We didn’t subscribe to any type of scene and I suppose we still don’t. People will always try to lump any band into a scene to make it easier to explain what they sound like, whereas it’s near impossible to pigeonhole us. We make music that’s fit for arenas; not because we thought it would be a good idea to go down that road or anything, it’s just what happens in our rehearsal room and in the writing process. We make music that is still going to be relevant in fifty years’ time. It’s guitar music, and guitar music will never die. We look up to bands like U2, Led Zeppelin and Black Rebel Motorcycle Club. Just a big sound that melts faces.
How does a Sound of Guns song tend to start life? One of you on an acoustic, or is it more of a jam scenario?
On the first record it was predominantly Andy [Metcalfe, singer] coming in with the song or a verse/chorus idea on an acoustic; we would build it together, and it worked out great. The new record was approached a little bit differently as some of the tracks were written by just jamming out a riff or whatever, whereas the likes of “Sometimes” and “Antarctica” were written by our drummer Simon [Finley], and the rest of us just added our own parts to it.
Do you argue much? If so, what about, and how do you settle debates? (Feel free to make something up…)
We argue more than any other band in the world. It’s always about what goes on the stereo in the van though. Or who drank the last beer!
Why/how did you decide upon your band name, anyway?
It was a song Andy wrote. One of us saw the title and thought it was a better name than Intravenous de Milo!
Dave is honestly one of the greatest people in the world. He was awesome to work with and became a sixth member of the band during our time in the studio. He brought out the best in us musically and really got inside our heads to get the best performance out of us. He’s also got the loudest laugh known to man. He worked so hard for us and wanted it to be a great album, which I know we all succeeded in making.

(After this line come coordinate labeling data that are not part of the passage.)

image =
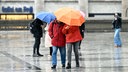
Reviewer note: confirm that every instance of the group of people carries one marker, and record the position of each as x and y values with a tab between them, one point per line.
65	37
62	37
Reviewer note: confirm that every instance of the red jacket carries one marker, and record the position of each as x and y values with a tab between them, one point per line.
72	34
55	32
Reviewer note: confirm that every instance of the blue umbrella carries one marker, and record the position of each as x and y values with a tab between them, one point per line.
46	16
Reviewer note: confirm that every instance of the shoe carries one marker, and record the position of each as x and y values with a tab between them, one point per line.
53	67
63	66
68	66
78	65
40	55
35	55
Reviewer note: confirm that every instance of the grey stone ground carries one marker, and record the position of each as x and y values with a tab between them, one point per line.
97	54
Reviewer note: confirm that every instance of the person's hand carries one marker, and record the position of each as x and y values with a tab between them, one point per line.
67	27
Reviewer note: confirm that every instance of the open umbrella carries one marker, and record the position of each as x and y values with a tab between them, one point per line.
46	16
69	16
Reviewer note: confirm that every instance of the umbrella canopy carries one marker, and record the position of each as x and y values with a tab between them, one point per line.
82	13
69	16
46	16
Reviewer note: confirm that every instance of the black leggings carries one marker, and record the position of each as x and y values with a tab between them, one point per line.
36	45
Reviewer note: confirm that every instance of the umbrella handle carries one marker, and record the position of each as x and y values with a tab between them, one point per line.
67	27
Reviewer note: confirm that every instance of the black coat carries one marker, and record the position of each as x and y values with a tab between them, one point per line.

As for the curry, we didn’t get a chance to get down to the restaurant so me and May threw a whole jar of chilli flakes in a bolognese for a laugh one night in the studio and just watched the chaos ensue. Immense.
Who did the string arrangements on the album?

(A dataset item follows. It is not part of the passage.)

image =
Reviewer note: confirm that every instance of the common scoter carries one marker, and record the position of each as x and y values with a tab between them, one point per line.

It was a group called Vulcan String Quartet. One of the guys does Star Wars impressions on the radio, which was blatantly one the most awesome things I’d ever heard of. It was also really weird hearing guitar lines I had written being played by a string quartet.
Having a song on the album called “End of the World” has to be worth a duff, tenuous question. So, here goes: if you knew the world was about to end, how would you spend your last day? And is the song (sample lyric: “It’s not the end of the world / Because the end of the world is over”) a response to Mayan ‘End Times’ Prophecy?
I would go surfing with my brother back home, listen to Brand New all day and nail as much Jim Beam as possible. As for what the song is about, you’d have to ask Andy that.
Do you know yet which festivals you’ll be playing this summer?
Unfortunately we haven’t had any confirmed yet.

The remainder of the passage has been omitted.